We are interested in renegotiating the ways in which design is being framed and practised. By interrogating the power structures behind and critically reflecting on our own positions within this debate, we aim to establish and promote a new understanding of design and its potential political agency. Political with a small ‘p’, political regarding the contingent condition of our civic societies.

Design is commonly understood and formulated as a discipline concerned with aesthetics, form, and problem-solving. With the complex crises the world is facing these days, new directions and scopes have emerged in the discipline of design over the last decade: from participatory design to co-design, user-centered design to service design, critical design to design activism, open design to social design/design for social innovation and design for sustainability transition – just to name a few.
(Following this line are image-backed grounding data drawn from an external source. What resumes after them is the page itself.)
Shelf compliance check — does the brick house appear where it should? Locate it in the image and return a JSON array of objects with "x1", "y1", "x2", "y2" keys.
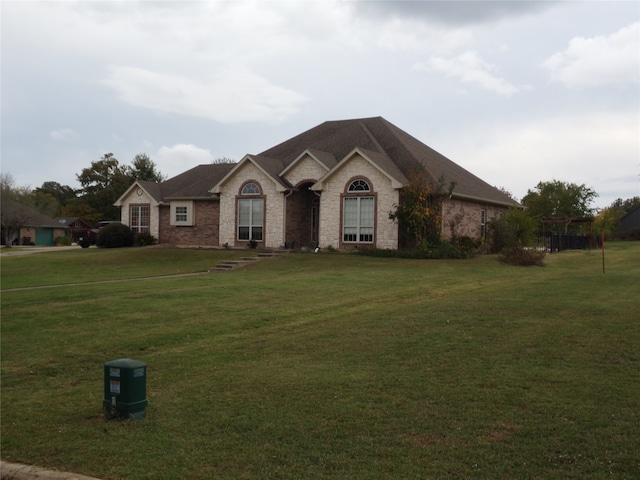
[{"x1": 115, "y1": 117, "x2": 518, "y2": 250}]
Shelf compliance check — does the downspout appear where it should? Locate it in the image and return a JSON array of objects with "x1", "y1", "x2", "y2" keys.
[{"x1": 282, "y1": 190, "x2": 293, "y2": 246}]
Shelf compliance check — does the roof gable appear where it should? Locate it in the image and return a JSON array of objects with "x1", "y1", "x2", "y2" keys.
[
  {"x1": 279, "y1": 148, "x2": 338, "y2": 177},
  {"x1": 311, "y1": 147, "x2": 408, "y2": 190},
  {"x1": 209, "y1": 155, "x2": 291, "y2": 193},
  {"x1": 260, "y1": 117, "x2": 518, "y2": 206}
]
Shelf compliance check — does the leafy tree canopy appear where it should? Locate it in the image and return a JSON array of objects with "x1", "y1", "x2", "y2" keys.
[
  {"x1": 521, "y1": 180, "x2": 598, "y2": 221},
  {"x1": 389, "y1": 168, "x2": 455, "y2": 247},
  {"x1": 125, "y1": 153, "x2": 167, "y2": 183}
]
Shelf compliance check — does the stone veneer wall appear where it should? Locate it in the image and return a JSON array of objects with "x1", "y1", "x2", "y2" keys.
[
  {"x1": 319, "y1": 155, "x2": 399, "y2": 249},
  {"x1": 442, "y1": 199, "x2": 507, "y2": 239},
  {"x1": 120, "y1": 188, "x2": 160, "y2": 243},
  {"x1": 219, "y1": 162, "x2": 285, "y2": 248},
  {"x1": 156, "y1": 201, "x2": 220, "y2": 247}
]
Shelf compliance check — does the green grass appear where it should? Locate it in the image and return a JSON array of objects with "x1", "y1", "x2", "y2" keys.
[{"x1": 1, "y1": 243, "x2": 640, "y2": 479}]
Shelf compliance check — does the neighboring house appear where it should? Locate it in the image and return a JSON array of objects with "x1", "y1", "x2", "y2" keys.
[
  {"x1": 620, "y1": 205, "x2": 640, "y2": 233},
  {"x1": 2, "y1": 202, "x2": 69, "y2": 246},
  {"x1": 56, "y1": 217, "x2": 93, "y2": 241},
  {"x1": 115, "y1": 117, "x2": 518, "y2": 250}
]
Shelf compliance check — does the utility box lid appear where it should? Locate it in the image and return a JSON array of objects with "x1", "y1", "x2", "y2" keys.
[{"x1": 104, "y1": 358, "x2": 147, "y2": 369}]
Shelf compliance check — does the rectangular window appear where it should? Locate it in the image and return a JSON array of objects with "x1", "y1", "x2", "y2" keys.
[
  {"x1": 238, "y1": 198, "x2": 264, "y2": 242},
  {"x1": 342, "y1": 197, "x2": 375, "y2": 243},
  {"x1": 129, "y1": 205, "x2": 151, "y2": 233},
  {"x1": 171, "y1": 202, "x2": 193, "y2": 226}
]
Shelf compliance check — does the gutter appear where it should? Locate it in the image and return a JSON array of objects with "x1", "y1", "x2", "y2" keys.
[{"x1": 449, "y1": 190, "x2": 524, "y2": 209}]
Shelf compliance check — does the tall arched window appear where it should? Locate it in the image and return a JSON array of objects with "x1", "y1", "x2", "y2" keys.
[
  {"x1": 238, "y1": 182, "x2": 264, "y2": 242},
  {"x1": 342, "y1": 178, "x2": 375, "y2": 243}
]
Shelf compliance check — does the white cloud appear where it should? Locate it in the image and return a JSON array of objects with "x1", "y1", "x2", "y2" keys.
[
  {"x1": 49, "y1": 128, "x2": 78, "y2": 141},
  {"x1": 413, "y1": 51, "x2": 521, "y2": 97},
  {"x1": 104, "y1": 67, "x2": 308, "y2": 124},
  {"x1": 153, "y1": 143, "x2": 214, "y2": 178},
  {"x1": 440, "y1": 111, "x2": 640, "y2": 206},
  {"x1": 542, "y1": 22, "x2": 640, "y2": 87}
]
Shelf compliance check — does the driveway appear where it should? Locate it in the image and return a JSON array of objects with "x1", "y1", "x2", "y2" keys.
[{"x1": 0, "y1": 245, "x2": 80, "y2": 257}]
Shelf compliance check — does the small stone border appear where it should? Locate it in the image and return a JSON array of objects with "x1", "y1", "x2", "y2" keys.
[
  {"x1": 209, "y1": 252, "x2": 282, "y2": 272},
  {"x1": 0, "y1": 460, "x2": 100, "y2": 480}
]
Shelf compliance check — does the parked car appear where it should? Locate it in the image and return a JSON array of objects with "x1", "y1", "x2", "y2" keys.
[{"x1": 76, "y1": 220, "x2": 121, "y2": 248}]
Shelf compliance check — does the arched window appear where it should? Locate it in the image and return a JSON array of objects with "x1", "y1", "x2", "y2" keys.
[
  {"x1": 240, "y1": 183, "x2": 260, "y2": 195},
  {"x1": 342, "y1": 178, "x2": 375, "y2": 243},
  {"x1": 238, "y1": 182, "x2": 264, "y2": 242},
  {"x1": 347, "y1": 178, "x2": 371, "y2": 192}
]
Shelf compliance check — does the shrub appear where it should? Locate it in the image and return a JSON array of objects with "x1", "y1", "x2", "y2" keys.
[
  {"x1": 356, "y1": 237, "x2": 480, "y2": 260},
  {"x1": 56, "y1": 237, "x2": 73, "y2": 246},
  {"x1": 498, "y1": 246, "x2": 546, "y2": 267},
  {"x1": 133, "y1": 232, "x2": 157, "y2": 247},
  {"x1": 488, "y1": 208, "x2": 536, "y2": 253},
  {"x1": 96, "y1": 223, "x2": 133, "y2": 248}
]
What all of these directions have in common is a move away from the designer as sole author towards designer as co-author, co-creator, and co-producer. Here design intentions are motivated by complex social, political, or environmental issues. Designers have become problem-finders, facilitators, moderators, experimenters, and ‘mid-wives’, mediating between different stakeholders, interests, and disciplines, in order to assist (co-)design processes and outcomes with a growing set of tools and methods.
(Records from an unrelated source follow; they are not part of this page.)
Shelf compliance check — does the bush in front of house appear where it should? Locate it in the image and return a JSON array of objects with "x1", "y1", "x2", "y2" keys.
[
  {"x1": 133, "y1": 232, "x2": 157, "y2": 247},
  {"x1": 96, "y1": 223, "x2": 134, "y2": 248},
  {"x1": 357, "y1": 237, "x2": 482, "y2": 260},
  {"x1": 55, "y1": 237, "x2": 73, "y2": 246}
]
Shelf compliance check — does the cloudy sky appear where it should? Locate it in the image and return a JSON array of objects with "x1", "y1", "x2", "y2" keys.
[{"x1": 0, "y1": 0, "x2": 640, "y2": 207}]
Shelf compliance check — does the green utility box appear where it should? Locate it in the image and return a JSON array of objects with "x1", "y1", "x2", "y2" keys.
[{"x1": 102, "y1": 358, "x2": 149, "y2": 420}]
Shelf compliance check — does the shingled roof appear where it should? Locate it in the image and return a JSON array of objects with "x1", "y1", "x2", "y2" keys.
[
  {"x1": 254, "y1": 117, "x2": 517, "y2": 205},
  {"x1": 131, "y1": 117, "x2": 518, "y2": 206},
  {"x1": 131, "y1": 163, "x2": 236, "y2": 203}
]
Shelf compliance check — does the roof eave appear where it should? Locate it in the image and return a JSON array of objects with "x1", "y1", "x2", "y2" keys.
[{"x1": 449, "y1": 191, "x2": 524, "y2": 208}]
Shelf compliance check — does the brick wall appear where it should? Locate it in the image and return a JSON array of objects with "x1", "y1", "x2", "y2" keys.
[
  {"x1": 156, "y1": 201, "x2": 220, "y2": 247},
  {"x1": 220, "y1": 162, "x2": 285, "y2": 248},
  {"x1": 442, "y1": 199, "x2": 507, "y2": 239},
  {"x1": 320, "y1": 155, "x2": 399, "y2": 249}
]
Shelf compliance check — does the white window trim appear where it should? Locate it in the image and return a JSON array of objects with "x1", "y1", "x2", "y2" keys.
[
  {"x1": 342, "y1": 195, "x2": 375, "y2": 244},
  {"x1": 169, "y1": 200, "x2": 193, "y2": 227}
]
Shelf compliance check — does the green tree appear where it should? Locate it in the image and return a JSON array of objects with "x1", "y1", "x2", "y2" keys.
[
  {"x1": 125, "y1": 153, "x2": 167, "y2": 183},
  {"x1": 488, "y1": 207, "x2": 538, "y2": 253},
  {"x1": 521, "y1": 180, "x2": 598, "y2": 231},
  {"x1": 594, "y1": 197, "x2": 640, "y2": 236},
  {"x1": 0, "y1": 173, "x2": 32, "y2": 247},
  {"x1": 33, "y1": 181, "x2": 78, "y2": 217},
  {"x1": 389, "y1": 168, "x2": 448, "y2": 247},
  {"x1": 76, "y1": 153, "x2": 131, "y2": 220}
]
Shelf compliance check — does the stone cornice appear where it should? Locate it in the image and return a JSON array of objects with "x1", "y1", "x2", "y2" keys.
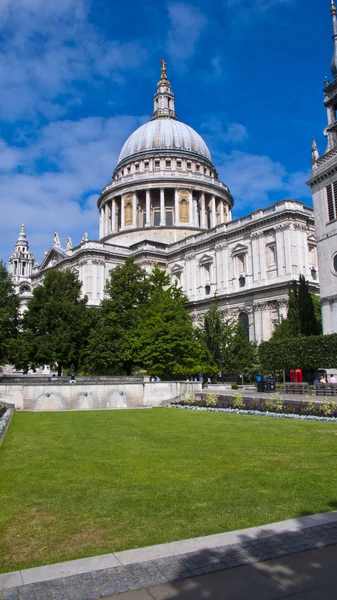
[
  {"x1": 167, "y1": 208, "x2": 314, "y2": 258},
  {"x1": 97, "y1": 171, "x2": 234, "y2": 209}
]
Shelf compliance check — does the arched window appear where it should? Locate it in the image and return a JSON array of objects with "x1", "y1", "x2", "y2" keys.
[
  {"x1": 239, "y1": 313, "x2": 249, "y2": 340},
  {"x1": 332, "y1": 254, "x2": 337, "y2": 273},
  {"x1": 20, "y1": 283, "x2": 31, "y2": 294}
]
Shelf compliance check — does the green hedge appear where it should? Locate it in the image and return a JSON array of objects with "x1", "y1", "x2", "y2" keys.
[{"x1": 259, "y1": 333, "x2": 337, "y2": 372}]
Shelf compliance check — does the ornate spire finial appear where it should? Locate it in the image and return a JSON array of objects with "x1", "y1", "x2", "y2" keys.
[
  {"x1": 311, "y1": 138, "x2": 319, "y2": 165},
  {"x1": 330, "y1": 0, "x2": 337, "y2": 78},
  {"x1": 160, "y1": 58, "x2": 167, "y2": 79},
  {"x1": 152, "y1": 58, "x2": 177, "y2": 119}
]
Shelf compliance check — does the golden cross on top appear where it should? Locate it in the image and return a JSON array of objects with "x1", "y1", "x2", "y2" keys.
[{"x1": 160, "y1": 58, "x2": 167, "y2": 79}]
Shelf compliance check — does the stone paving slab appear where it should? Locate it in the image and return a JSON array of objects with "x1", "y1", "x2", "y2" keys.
[
  {"x1": 0, "y1": 511, "x2": 337, "y2": 600},
  {"x1": 19, "y1": 554, "x2": 120, "y2": 589},
  {"x1": 115, "y1": 538, "x2": 202, "y2": 565}
]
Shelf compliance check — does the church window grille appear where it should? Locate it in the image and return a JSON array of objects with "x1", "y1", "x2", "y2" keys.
[
  {"x1": 239, "y1": 313, "x2": 249, "y2": 340},
  {"x1": 266, "y1": 244, "x2": 276, "y2": 267},
  {"x1": 153, "y1": 210, "x2": 160, "y2": 227},
  {"x1": 180, "y1": 198, "x2": 189, "y2": 223},
  {"x1": 125, "y1": 202, "x2": 132, "y2": 227},
  {"x1": 326, "y1": 181, "x2": 337, "y2": 222},
  {"x1": 165, "y1": 210, "x2": 173, "y2": 227},
  {"x1": 332, "y1": 254, "x2": 337, "y2": 273},
  {"x1": 309, "y1": 245, "x2": 317, "y2": 267},
  {"x1": 236, "y1": 254, "x2": 245, "y2": 275}
]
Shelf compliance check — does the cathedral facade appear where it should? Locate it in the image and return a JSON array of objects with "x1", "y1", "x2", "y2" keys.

All of these new approaches and roles open up a range of yet unanswered questions: what are the power structures, privileges and dependencies behind these new relationships – between user, designer, client, and other stakeholders – and how do they enable those involved? How do they affect the effectiveness of behavioural and transition change, and how is the political agency of design levered? What emerging strategies and tactics can be mobilised to expand what design can do? And, in particular, WHO designs for WHOM: what if, for example, a group of “non-experts” motivated by the need to re-design their existing realities enables their own design? What is the role of the expert designer then? What are the new skills and knowledges necessary to inform the practices of these ‘new’ design agents, expert and non-expert alike? How can such practices be sustained? And how can we learn from each other in mutual ways and build each other’s agency?
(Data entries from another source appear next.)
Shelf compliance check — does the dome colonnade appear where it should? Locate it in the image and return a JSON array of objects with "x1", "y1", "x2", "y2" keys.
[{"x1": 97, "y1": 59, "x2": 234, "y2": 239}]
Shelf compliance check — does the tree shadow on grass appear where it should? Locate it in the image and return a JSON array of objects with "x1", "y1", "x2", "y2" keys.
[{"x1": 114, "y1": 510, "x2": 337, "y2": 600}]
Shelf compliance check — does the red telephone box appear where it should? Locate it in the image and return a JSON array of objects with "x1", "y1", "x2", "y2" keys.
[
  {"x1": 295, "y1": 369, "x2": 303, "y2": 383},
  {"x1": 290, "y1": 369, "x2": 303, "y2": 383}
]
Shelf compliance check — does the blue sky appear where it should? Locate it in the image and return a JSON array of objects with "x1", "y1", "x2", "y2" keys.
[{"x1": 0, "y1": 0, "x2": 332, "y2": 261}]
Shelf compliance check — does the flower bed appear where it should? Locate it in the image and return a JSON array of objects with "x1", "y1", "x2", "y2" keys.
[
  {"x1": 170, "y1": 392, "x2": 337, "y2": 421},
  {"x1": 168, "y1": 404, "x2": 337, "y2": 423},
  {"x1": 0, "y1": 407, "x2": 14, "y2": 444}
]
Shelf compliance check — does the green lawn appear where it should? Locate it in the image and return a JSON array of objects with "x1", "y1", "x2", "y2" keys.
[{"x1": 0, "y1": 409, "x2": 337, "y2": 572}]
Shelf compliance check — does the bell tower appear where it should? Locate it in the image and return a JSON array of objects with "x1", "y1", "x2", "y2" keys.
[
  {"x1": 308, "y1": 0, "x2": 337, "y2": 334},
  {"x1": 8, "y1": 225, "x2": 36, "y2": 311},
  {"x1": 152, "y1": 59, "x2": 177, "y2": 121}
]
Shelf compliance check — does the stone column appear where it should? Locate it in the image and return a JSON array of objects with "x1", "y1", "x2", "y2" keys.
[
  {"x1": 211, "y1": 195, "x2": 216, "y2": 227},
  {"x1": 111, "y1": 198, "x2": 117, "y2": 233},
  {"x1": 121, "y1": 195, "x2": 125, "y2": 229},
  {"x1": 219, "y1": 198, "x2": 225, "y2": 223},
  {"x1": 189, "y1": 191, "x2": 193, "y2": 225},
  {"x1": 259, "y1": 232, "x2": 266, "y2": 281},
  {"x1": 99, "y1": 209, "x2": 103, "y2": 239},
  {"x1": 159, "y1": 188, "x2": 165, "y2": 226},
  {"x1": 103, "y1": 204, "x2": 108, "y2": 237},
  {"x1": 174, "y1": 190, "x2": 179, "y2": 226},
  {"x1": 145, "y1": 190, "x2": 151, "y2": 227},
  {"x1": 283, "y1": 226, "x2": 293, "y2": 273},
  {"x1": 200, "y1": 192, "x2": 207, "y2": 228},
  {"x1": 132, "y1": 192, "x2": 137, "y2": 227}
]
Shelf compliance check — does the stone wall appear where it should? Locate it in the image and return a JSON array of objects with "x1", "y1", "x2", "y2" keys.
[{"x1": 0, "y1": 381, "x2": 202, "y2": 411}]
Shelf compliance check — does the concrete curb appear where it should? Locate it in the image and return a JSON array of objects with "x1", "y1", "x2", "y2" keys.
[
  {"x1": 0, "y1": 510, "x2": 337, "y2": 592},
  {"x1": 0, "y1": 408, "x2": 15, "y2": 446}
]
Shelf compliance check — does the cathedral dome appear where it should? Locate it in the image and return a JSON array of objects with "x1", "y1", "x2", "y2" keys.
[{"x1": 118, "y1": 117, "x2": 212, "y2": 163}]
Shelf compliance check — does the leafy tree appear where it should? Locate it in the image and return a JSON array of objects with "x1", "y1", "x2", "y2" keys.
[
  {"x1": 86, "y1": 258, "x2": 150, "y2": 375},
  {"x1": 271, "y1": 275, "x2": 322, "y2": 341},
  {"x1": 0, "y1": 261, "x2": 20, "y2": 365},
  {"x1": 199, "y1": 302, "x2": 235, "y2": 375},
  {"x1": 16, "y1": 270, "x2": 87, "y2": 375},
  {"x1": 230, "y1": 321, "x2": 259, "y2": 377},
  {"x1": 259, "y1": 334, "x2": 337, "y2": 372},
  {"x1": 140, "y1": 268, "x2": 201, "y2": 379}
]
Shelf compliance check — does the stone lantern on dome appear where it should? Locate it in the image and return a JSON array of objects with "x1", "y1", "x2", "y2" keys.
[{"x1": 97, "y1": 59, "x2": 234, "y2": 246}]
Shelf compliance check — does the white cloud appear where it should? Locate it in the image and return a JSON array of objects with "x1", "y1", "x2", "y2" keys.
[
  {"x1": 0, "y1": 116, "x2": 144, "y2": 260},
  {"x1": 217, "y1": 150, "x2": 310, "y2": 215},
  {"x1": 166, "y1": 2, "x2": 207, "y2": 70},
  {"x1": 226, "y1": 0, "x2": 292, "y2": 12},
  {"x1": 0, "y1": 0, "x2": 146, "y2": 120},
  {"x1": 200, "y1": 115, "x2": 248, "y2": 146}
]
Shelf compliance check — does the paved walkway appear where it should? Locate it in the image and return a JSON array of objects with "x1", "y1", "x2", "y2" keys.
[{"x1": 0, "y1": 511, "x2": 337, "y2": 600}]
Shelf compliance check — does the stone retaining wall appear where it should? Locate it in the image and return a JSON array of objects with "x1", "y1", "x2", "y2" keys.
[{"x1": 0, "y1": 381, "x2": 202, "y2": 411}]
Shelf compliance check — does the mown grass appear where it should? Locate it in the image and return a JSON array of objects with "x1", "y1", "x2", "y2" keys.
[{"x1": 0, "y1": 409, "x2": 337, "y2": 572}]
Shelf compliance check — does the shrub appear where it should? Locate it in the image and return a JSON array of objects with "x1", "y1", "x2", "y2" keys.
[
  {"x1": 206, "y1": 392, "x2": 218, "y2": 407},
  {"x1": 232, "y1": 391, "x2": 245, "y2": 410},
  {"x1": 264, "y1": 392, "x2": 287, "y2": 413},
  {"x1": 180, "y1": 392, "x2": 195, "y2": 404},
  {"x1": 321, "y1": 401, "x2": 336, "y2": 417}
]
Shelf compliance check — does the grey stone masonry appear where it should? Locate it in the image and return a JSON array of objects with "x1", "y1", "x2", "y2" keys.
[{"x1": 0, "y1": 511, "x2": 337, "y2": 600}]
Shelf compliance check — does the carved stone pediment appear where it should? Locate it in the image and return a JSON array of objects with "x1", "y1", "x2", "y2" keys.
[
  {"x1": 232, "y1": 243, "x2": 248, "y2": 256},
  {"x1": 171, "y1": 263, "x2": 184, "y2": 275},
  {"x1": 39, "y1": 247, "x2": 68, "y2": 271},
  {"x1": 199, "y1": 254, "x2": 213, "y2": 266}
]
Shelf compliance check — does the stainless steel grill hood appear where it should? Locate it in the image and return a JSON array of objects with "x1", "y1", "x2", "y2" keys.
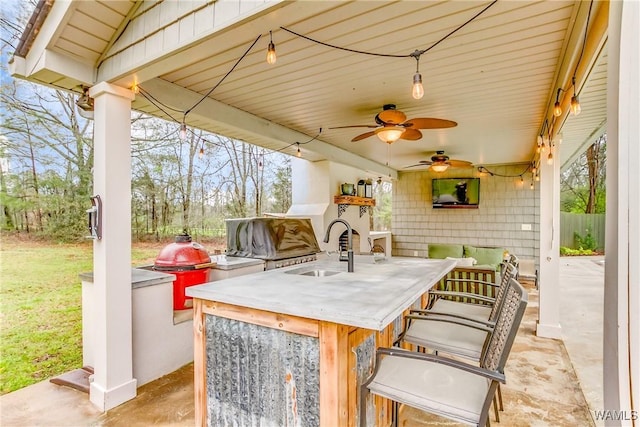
[{"x1": 226, "y1": 218, "x2": 320, "y2": 260}]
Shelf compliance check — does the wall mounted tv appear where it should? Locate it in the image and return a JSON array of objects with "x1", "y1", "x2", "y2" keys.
[{"x1": 431, "y1": 178, "x2": 480, "y2": 209}]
Through our reflective practice and practice-led research projects, we aim to establish a dialogue between design practitioners, educators, researchers, students, activists, citizen, policy-makers, municipalities, and other stakeholders concerned with positive societal change, to fathom new fields of possibilities for everyone involved. Finally, our design approach is emergent and will keep evolving with new insights and understandings through our research and practice.